Is a change in the basic terms of
reference necessary?: An examination of the case of the history of public
health and medicine in South Asia, 1880-1980
Much of the existing historiography dealing with state medicine,
both preventive and curative, in colonial South Asia has tended to present the
issues involved in rather contradictory terms. While it is presented as an
effective tool of social control (measures that were offered only as they were
a source of political information about subject populations), it is at the same
time also advertised as a medical boon wilfully denied to Indians (in the form
of hospital and immunisation provisions that were targeted primarily at
European populations). The situation in independent India is, on the other hand,
considered to be completely different, where the ills imposed by colonial rule
are assumed to have been over-turned immediately and comprehensively.
I find both sets of generalisations worrying, as nn closer
examination, they are based on rather serious analytical disjunctures, which
seem to have been caused by the utilisation of pre-conceived theoretical models
and, sometimes even more unfortunately, by the selective use of archival
material. A number of theoretical pre-conceptions litter the historiography,
but none more notable than the assumption that the Indian state, during the
colonial and post-colonial periods, tended to be unified in its aims and
powerful enough to impose its will on its subjects, when necessary through the
use of coercion. Attention in such work is generally accorded to the assertions
and activities of senior central and provincial government officials,
references to which are generally drawn from published reports. Notably, this
information is then often used in vacuum, without reference to the other types
of data available in the same reports and the insights provided by other
official communications, notably secret provincial and district-level reports,
which explained the problems of policy implementation and the actual shape
of public health and medical projects. Moreover, the civilian subjects’

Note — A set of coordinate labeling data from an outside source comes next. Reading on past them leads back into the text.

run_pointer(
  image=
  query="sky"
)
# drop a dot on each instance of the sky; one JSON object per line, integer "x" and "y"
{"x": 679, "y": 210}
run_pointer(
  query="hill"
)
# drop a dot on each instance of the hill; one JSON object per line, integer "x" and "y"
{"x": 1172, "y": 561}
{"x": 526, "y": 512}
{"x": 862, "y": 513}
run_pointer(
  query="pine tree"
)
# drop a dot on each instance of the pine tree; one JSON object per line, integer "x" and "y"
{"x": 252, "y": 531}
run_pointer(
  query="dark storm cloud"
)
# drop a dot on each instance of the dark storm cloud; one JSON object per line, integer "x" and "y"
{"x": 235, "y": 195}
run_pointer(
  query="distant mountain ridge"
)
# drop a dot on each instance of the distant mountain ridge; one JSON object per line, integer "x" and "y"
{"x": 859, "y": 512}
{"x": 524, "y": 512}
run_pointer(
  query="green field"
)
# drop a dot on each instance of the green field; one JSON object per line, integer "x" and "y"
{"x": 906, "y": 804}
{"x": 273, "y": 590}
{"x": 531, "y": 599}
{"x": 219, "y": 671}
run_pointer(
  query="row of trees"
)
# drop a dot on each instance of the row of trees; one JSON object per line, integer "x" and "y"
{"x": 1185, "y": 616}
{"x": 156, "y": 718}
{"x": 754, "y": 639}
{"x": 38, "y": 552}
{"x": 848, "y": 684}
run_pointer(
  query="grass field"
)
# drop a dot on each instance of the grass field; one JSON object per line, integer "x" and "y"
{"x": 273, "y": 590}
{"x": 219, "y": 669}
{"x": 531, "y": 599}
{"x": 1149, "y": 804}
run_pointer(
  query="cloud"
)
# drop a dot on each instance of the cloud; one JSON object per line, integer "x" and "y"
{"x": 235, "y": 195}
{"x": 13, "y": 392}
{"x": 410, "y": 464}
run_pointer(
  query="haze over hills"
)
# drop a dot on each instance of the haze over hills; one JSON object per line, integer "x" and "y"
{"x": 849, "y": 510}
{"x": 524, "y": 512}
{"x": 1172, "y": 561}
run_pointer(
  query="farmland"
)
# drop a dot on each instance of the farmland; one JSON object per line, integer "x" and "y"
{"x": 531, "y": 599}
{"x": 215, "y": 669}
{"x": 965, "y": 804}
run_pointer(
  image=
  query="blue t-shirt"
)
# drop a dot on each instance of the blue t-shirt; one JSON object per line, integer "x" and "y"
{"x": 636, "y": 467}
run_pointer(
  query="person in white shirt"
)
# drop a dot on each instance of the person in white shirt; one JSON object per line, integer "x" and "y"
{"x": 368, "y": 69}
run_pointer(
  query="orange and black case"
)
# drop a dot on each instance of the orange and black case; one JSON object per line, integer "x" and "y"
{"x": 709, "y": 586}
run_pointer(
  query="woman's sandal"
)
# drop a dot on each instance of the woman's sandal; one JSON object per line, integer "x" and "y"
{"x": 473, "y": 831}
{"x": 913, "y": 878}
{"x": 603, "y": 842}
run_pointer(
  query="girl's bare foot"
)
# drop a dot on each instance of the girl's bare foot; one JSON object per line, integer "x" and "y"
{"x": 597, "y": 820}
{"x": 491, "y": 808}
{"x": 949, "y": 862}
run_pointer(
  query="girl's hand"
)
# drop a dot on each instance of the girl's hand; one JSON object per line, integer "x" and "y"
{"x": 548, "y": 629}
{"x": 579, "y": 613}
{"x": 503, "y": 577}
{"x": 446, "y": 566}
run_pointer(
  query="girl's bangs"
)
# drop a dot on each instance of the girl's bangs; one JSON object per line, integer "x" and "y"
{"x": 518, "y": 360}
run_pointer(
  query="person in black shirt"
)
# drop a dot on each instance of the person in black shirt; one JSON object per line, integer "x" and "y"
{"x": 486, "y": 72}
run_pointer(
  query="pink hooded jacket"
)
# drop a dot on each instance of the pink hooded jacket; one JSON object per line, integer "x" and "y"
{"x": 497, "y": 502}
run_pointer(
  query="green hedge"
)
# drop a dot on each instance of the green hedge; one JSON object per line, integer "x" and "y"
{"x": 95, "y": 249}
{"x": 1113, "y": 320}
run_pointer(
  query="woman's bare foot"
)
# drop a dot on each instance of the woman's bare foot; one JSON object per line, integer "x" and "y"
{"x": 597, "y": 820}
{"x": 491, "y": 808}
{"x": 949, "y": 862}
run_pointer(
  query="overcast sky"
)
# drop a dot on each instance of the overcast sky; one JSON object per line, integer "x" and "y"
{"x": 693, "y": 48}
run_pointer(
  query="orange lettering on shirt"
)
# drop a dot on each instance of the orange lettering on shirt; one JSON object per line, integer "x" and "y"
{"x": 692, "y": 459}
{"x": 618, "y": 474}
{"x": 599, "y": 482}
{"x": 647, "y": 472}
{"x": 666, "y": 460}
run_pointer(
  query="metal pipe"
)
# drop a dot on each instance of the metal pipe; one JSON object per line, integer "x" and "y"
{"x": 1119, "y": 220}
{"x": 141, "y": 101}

attitudes to state medicine, especially during the period of colonial rule, is
generally only examined in terms of opposition stoked by culturally premised
issues. This has limited our understanding of the varied attitudes of the
target populations to medical interventions and important themes like medical
pluralism.
The paper I am proposing will seek to present a more nuanced
picture of the situation existing in British and independent India, through
case-studies of the development of smallpox control campaigns and of organised
dispensary networks. In so doing, I intend to hope to underline the importance
of looking at the unfolding of public health and medical policy at different levels
of Indian administration, which would, in turn, allow me to look at the
important difference between policy aims and implementation. It would also
allow me to examine the complex bases for the failure of schemes that were
often well-funded by a range of official and non-official sources, and look at
public health and medical projects that worked and made a difference. Apart
from providing important new insights into the nature colonial governance and
society, I also believe that such a study will allow us to discuss whether the
category ‘colonial medicine’ needs to be replaced by one that refers ‘medicine
in the colonies’, not least as this would allow us to avoid many analytically
unhelpful and simplistic presumptions that have dogged the historiography.